41. What a beautiful and very typical description of that battle which must rage within the mind of every one who contemplates launching out into the deeps for trusting God for their all! Oh, the questions that are raised! "What will people think of you? Who else do you see doing something so silly? How will you keep from failing miserably? What will you say when you have come to rags and poverty and find yourself starving? Is this not for those who are much more spiritual and therefore much more worthy to receive of God's hand than yourself? If you must do this, why not wait until tomorrow, or until your financial situation can more afford it? Why not wait until your stocks have reached maturity? Why not wait until you have retired? Why not wait until you receive that inheritance your uncle has promised to leave you (no mind that the uncle is but 40 years old)? etc., etc., etc. ad infinitum." All manner of sacrifice is called for in order to become a doctor, a lawyer, a success in business, all of which temporary rewards are afforded the creature from the beast's so risky and tentative realm, but never do we hear a discouraging word concerning this. It is reserved only for those who despise the mammon of this world for a more enduring, though, as yet, unseen reward. And if you determine to go forward in trusting God completely, without relying on any externals, you will do so by faith.

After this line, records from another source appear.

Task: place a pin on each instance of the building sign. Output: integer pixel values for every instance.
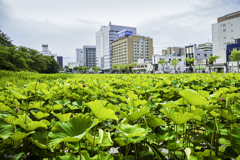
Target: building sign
(125, 33)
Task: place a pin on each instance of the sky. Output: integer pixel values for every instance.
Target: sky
(69, 24)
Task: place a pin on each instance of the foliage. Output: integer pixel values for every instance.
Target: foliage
(163, 62)
(191, 116)
(174, 62)
(212, 59)
(24, 59)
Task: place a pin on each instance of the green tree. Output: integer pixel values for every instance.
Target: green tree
(5, 39)
(174, 63)
(162, 62)
(191, 62)
(235, 56)
(211, 60)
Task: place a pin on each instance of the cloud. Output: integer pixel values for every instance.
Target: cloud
(191, 26)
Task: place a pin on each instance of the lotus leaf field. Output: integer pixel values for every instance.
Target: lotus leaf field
(133, 117)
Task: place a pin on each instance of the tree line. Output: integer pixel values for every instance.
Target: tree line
(19, 58)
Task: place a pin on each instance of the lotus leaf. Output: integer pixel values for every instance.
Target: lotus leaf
(100, 111)
(132, 130)
(63, 117)
(40, 115)
(5, 129)
(105, 138)
(135, 113)
(4, 108)
(236, 139)
(71, 131)
(193, 97)
(178, 118)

42. War is the inevitable response from the Dragon whenever there is an incursion into Paradise. No sooner is the Manchild caught up to God and to His throne and there is war in heaven or Paradise. We need not look out our window to see this war, for it takes place within us, and we need not go to some location to enlist in it, for all that is necessary to be inducted into the Lamb's roll-call is a renouncing of the beast and his realm. You will, upon this, surely see an outbreak of war in your heavens. This is your Battle of Armageddon. And this is good news, for it is then that the great Prince, Michael, shall stand on the part of His people and shortly cast down the Dragon and his voices from your Paradise to your earth so that you may have a New Heaven wherein dwells not the Dragon and all his accusing voices, but righteousness.

43. This kind of peace, like everything the Serpent would offer, is spiked with wormwood. For it is not truly peace but merely an absence of war on the grounds of unconditional surrender. That is not peace but defeat. The Lamb's Holy warriors will not accept peace on such terms, but are committed, to the death, to that victory purchased by the Lamb's blood. They are not warring for the victory, they are warring from the place of victory already won by the Rider of the White Horse! It is a sad sight indeed when we see one who has laid down his sword and walks in the peace and contentedness of surrender, though it serves as a great warning to the rest of us.

44. Do these precepts not sound at all familiar to us? "If thou wilt fall down and worship me, I will give thee all these things" --Matthew 4:9. If the Captain of our salvation answered him, "Thou shalt worship the Lord thy God, and Him only shalt thou serve," should not they also who are His faithful warriors?

45. Here we have from the mouth of the beast himself, confession that Reason is his prophet, false though he is.

46. This is the whole ground and basis upon which humanism is founded, instant gratification. Our present culture seems built around making man happy and seeing to it that it takes place as soon as possible, and so we now have fast-food eating places, drive-through fast-food, prepared foods quickly made ready by quickie micro-wave ovens, ATM machines, drive-through banking, express lane check-out, quickie marriages and quickie divorces. Even many preachers and sermons of the day imply that the great over-riding concern of God is that man should be happy all the time, and of course that happiness is arrived at by how much money and how many things man can get, and not by his relationship to God -- all a lie. It is possible to have joy even while mourning, even while passing through some terrible trial, even while the pressures of life seem intent upon squeezing it right out of you. Joy, not happiness, is what God means for us. The joy of the Lord is our strength! There is a deep, stable, underlying settledness about joy.

47. Certainly this has been the great lie of that part of Christendom which has made the word of God of no effect by preaching instead, the commandments of men. Sometimes it sounds even as though Death, and not Christ, were the Great Benefactor and Deliverer of mankind. As Jesus, the apostles and even Jane Leade all teach, it is quite possible to live a victorious, joyful life in which many of heaven's benefits and royalties may be enjoyed now, in the mortal flesh. We have fed so upon the traditions of man, thinking it to be the word of God, until we have in many cases become fools and slow of heart to believe all that God's Word holds out to us. One example is: "I am the resurrection and the life: he that believeth in Me, though he were dead, yet shall he live: and whosoever liveth and believeth in me shall never die" --John 11:25 & 26. Believest thou this?